Les "Réflexions sur la guerre de Simone Weil" permettent de considérer la guerre moderne sous l'aspect d'une guerre qui tend à devenir totale.

Voici un nouveau sujet de dissertation :
"En cas de guerre, il faut choisir entre entraver le fonctionnement de la machine militaire dont on constitue soi-même un rouage ou bien aider cette machine à broyer aveuglément les vies humaines. la parole de Liebknecht : "l'ennemi principal est dans notre pays" prend ainsi tout son sens, et se révèle applicable à toute guerre où les soldats sont réduits à l'état de matière passive entre les mains d'un appareil militaire et bureaucratique".

Il oriente nettement la réflexion sur le thème de la liberté. Un sujet mobilisé, envoyé pour faire la guerre, est-il en mesure de faire des choix ? Peut-il encore choisir ? Accepter ou refuser la guerre ?

Voici une discussion. Une nouvelle fois en deux parties. Cette fois il s'agit d'une copie d'un élève de MP.
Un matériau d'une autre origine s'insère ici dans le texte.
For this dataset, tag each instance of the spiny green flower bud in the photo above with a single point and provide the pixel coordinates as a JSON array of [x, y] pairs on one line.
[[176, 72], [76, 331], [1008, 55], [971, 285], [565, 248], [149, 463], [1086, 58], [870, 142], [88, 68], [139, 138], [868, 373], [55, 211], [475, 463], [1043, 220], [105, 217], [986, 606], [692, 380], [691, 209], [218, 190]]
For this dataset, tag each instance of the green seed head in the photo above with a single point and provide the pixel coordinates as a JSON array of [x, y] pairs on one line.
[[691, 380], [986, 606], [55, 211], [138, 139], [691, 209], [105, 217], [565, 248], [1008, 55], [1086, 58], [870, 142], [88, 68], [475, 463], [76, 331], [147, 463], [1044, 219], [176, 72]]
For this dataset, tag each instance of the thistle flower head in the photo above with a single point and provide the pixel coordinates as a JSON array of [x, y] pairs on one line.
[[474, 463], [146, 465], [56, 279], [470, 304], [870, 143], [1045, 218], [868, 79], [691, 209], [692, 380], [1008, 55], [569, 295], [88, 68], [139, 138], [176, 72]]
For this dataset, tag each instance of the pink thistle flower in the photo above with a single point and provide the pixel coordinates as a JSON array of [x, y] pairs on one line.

    Un Etat peut être décrit par ses lois. Or celles-ci différent suivant les Etats considérés. Certains comportements peuvent être acceptés dans un Etat particulier et être interdits dans un autre. Malgré leurs différences historiques, tous les Etats se mettent à fonctionner de la même manière ou à peu près lorsqu'ils sont en guerre. Toute la société se trouve affectée et reçoit des ordres, se met à travailler pour la guerre. Or, comme nous le dit Simone Weil, « En cas de guerre, il faut choisir entre entraver le fonctionnement de la machine militaire dont on constitue soi même un rouage, ou bien aider cette machine à broyer aveuglément des vies humaines ». Cette idée de choix ne va pas de soi. A-t-on vraiment le choix d'accepter ou de refuser la guerre ? Quelles sont les conséquences d'un refus d'obtempérer ? Est-ce même pensable ? Nous allons voir que cette machine de guerre qui n'est autre que l'Etat déployant ses forces a besoin que tous les éléments qui la constituent soient en accord avec elle. Elle impose l'obéissance, ce qui semble normal, et même la soumission, ce qui l'est moins. Faut-il préférer l'insoumission ? Est-il permis d'espérer l'arrêt de la machine ?
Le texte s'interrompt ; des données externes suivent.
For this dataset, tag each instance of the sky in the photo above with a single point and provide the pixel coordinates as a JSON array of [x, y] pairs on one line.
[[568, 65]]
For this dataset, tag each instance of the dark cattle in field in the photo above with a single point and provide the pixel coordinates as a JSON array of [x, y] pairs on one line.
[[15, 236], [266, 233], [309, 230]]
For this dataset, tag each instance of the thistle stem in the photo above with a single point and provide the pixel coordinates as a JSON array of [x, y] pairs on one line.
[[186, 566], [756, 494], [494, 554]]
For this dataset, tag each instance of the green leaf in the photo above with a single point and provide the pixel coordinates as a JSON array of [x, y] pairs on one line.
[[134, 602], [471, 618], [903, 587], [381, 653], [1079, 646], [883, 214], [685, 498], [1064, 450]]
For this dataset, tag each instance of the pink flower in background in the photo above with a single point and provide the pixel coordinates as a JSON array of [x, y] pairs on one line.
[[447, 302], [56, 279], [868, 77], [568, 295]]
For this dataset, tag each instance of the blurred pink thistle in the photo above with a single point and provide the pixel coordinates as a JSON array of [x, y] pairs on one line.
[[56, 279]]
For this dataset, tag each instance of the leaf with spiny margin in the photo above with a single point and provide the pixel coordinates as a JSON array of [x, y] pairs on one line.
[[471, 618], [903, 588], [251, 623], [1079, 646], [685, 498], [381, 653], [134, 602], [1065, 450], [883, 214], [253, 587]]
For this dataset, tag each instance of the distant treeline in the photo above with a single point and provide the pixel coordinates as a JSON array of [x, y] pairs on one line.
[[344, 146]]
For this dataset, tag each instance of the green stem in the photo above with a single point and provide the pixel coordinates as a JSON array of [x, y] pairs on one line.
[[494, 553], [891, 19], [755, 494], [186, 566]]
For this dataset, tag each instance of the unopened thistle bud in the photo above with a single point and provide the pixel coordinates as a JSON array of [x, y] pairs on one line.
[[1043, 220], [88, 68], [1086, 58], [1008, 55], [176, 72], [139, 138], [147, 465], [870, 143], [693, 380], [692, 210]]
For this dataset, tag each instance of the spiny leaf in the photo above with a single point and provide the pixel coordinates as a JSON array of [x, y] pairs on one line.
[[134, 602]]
      L'Etat en temps de guerre se transforme inéluctablement en une machine de guerre, une « machine à broyer aveuglément les vies humaines » comme Simone Weil le précise.
    C'est alors toute la société qui alimente, par son énergie, son temps, ses forces cette machine infernale. Par exemple l'industrie est un des secteurs les plus sollicités, l'équipement et l'armement devenant des postes vitaux. En contrepartie d'autres secteurs sont délaissés et le rationnement s'instaure. Par exemple dans l'oeuvre de Barbusse, Le Feu, l'escouade a de grandes difficultés à obtenir des choses simples comme une boîte d'allumettes. Lorsqu'elle est à l'arrière, elle est soumise aux profiteurs de guerre. Les poilus sont obligés d'entamer de longues quêtes pour se fournir en pinard ou trouver une table accueillante. Avec le prétexte de la guerre, la société tout entière est devenue prédatrice !
     Comme l'ensemble des citoyens subissant l'effort de guerre, les soldats doivent accepter de telles contraintes pour respecter l'union sacrée. Cette union des forces s'impose comme une sorte d'impératif absolu. En temps de guerre, tous les hommes politiques soutiennent inconditionnellement le gouvernement. Les syndicats épaulent le patronat. Les patrons se plient à l'administration. Toute la société est animée par le sentiment du devoir. Ainsi, sous le régime de la loi martiale le citoyen n'a plus que des devoirs. Le citoyen enrôlé devient même un pur sujet auquel le choix est retiré, n'ayant plus de droits à faire valoir. Il est sûr que des soldats envoyés au front n'ont pas forcément choisi d'aller affronter l'ennemi. Mais ils choisissent majoritairement de le faire, pour défendre leur pays. Ils paient le prix du sang comme le suggère Clausewitz. Ce devoir peut même paraître naturel à ceux qui sont animés d'un sentiment patriotique comme le soldat imaginé par l'auteur de de la guerre, livre I, chapitre 5, qui court au combat sans s'inquiéter pour lui-même des dangers de la guerre.
     Mécanisme implacable, la guerre peut apparaître nécessaire à tous, y compris au soldat et même s'il est envoyé au massacre. Car elle a un alibi : la défense du territoire nationale, des richesses q'il contient, des populations qui y vivent. Les raisons pour faire la guerre peuvent être déterminantes pour engendrer au moins l'acceptation du conflit voire un esprit guerrier. Il s'agit de l'honneur du souverain, de la soif de conquête d'un peuple qui se croit supérieur aux autres, de la volonté de se venger, pour reprendre les raisons évoquées dans Les Perses d'Eschyle. L'engagement du soldat en dépend.
Mais toujours est-il que, quel que soit le motif allégué, si un sujet refuse d'obéir et qu'il essaye même d'entraver la machine de guerre, il devient un traître. En réalité le choix individuel se résumerait à trahir sa nation ou à accepter la soumission.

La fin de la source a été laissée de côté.